Bloed & ademhaling

Als je een kaars aansteekt, komt daar licht en warmte vanaf. Voor verbranding heb je energie en zuurstof nodig. Het kaarsvet is de brandstof, de energie, voor de verbranding. De zuurstof wordt uit de lucht gehaald. Wanneer je een glas over de brandende kaars zet , gaat deze uit. De zuurstof wordt opgebruikt, waardoor de kaars uit gaat.

In je lichaam vindt er ook verbranding plaats. In iedere cel van je lichaam vindt verbranding plaats. Bij de verbranding in je lichaam zie je geen vuur. Dit gebeurt overdag, maar ook 's nachts. Zonder verbranding heeft de cel geen energie om te leven en gaat hij dood.

Voor de verbranding in de cellen van je lichaam is zuurstof nodig. Deze zuurstof krijg je binnen door adem te halen. In je longen wordt het zuurstof opgenomen in je bloed. Je bloed vervoert de zuurstof naar de cellen in je lichaam. Wanneer je uit ademt, geef je koolstofdioxide af aan je omgeving. Koolstofdioxide is een afvalproduct, wat vrijkomt bij de verbranding.
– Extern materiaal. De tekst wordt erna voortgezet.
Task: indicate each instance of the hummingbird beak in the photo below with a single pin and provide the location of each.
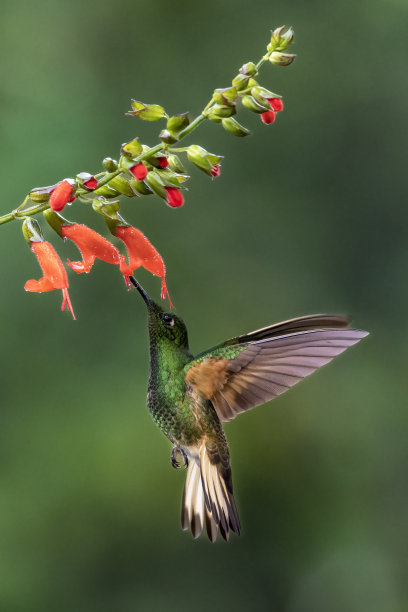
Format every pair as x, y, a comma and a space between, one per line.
140, 290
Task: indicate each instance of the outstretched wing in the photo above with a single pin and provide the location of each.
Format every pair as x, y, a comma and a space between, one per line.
239, 377
319, 321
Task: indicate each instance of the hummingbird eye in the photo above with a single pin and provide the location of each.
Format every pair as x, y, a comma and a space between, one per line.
168, 319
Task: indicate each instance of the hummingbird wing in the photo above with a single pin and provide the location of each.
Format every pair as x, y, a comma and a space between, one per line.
319, 321
238, 377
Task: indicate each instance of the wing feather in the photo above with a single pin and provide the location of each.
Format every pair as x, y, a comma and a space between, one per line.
269, 366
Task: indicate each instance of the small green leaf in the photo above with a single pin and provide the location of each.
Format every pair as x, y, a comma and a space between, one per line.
148, 112
178, 122
235, 128
132, 148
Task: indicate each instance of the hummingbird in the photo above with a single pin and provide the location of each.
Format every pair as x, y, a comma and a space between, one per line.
191, 397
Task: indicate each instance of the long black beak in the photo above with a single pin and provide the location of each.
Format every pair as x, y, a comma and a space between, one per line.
140, 290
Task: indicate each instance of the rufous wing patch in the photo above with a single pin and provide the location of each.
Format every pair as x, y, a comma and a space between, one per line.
209, 376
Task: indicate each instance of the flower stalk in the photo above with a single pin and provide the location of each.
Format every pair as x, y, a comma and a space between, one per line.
142, 170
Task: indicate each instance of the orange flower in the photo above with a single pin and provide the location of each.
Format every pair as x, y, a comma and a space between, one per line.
141, 254
55, 276
174, 197
91, 245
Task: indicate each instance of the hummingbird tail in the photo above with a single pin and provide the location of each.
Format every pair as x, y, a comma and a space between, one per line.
208, 497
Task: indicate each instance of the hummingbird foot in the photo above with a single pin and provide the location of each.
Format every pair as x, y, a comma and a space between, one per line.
176, 450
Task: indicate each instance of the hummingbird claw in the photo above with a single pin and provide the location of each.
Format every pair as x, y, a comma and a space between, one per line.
176, 450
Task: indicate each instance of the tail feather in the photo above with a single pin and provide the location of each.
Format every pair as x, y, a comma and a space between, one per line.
207, 498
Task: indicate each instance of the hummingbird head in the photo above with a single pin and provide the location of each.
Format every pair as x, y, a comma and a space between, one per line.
163, 325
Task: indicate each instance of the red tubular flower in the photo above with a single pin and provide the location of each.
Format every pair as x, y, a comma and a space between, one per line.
141, 254
139, 171
163, 161
55, 276
216, 171
174, 197
91, 183
276, 104
268, 117
92, 245
61, 195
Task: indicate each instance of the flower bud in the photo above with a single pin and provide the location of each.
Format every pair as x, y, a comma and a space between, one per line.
174, 198
280, 41
249, 69
226, 96
110, 213
240, 82
106, 192
62, 194
254, 106
217, 112
168, 177
175, 164
121, 185
41, 194
140, 187
235, 128
55, 220
155, 183
110, 164
148, 112
281, 59
139, 171
132, 148
262, 95
177, 123
168, 137
84, 179
32, 230
201, 158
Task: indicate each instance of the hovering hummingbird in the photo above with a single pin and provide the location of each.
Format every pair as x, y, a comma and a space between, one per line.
190, 397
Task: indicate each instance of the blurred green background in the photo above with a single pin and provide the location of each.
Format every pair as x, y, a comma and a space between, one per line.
307, 216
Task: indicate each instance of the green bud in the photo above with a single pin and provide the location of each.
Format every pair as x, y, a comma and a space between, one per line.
219, 111
202, 158
110, 213
168, 137
155, 183
82, 177
175, 163
110, 164
41, 194
32, 230
132, 148
254, 106
279, 40
240, 82
121, 185
106, 192
55, 220
225, 96
177, 123
139, 187
248, 69
231, 125
262, 95
148, 112
281, 59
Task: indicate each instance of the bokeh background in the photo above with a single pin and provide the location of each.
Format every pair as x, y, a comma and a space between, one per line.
309, 215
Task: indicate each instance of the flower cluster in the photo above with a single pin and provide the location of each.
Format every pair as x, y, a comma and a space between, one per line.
91, 245
141, 170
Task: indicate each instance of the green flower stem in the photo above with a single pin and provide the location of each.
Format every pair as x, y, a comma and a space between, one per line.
20, 212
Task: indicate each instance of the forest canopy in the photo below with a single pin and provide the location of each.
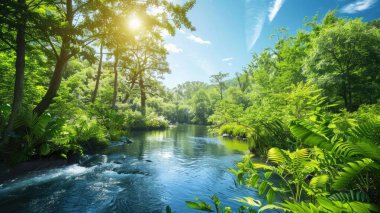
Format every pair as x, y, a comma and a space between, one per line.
75, 75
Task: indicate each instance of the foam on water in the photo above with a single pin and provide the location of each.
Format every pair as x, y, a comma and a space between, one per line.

Planten gebruiken deze koolstofdioxide weer bij de fotosynthese.

In het lichaam van een volwassene zit ongeveer 4,5 tot 6 liter bloed. Het bloed bestaat voor een groot deel uit een gele vloeistof, het bloedplasma. In het bloedplasma zitten de rode bloedcellen, witte bloedcellen en bloedplaatjes. Dat je bloed er rood uitziet komt door de kleurstof die in de rode bloedcellen zit. Het bloed vervoert allerlei stoffen door je lichaam. In het bloedplasma zitten voedingstoffen opgelost welke naar alle cellen in je lichaam worden gebracht. Afvalstoffen uit de cellen worden via het bloedplasma opgehaald. De rode bloedcellen hebben de belangrijke functie om de cellen in je lichaam van zuurstof te voorzien.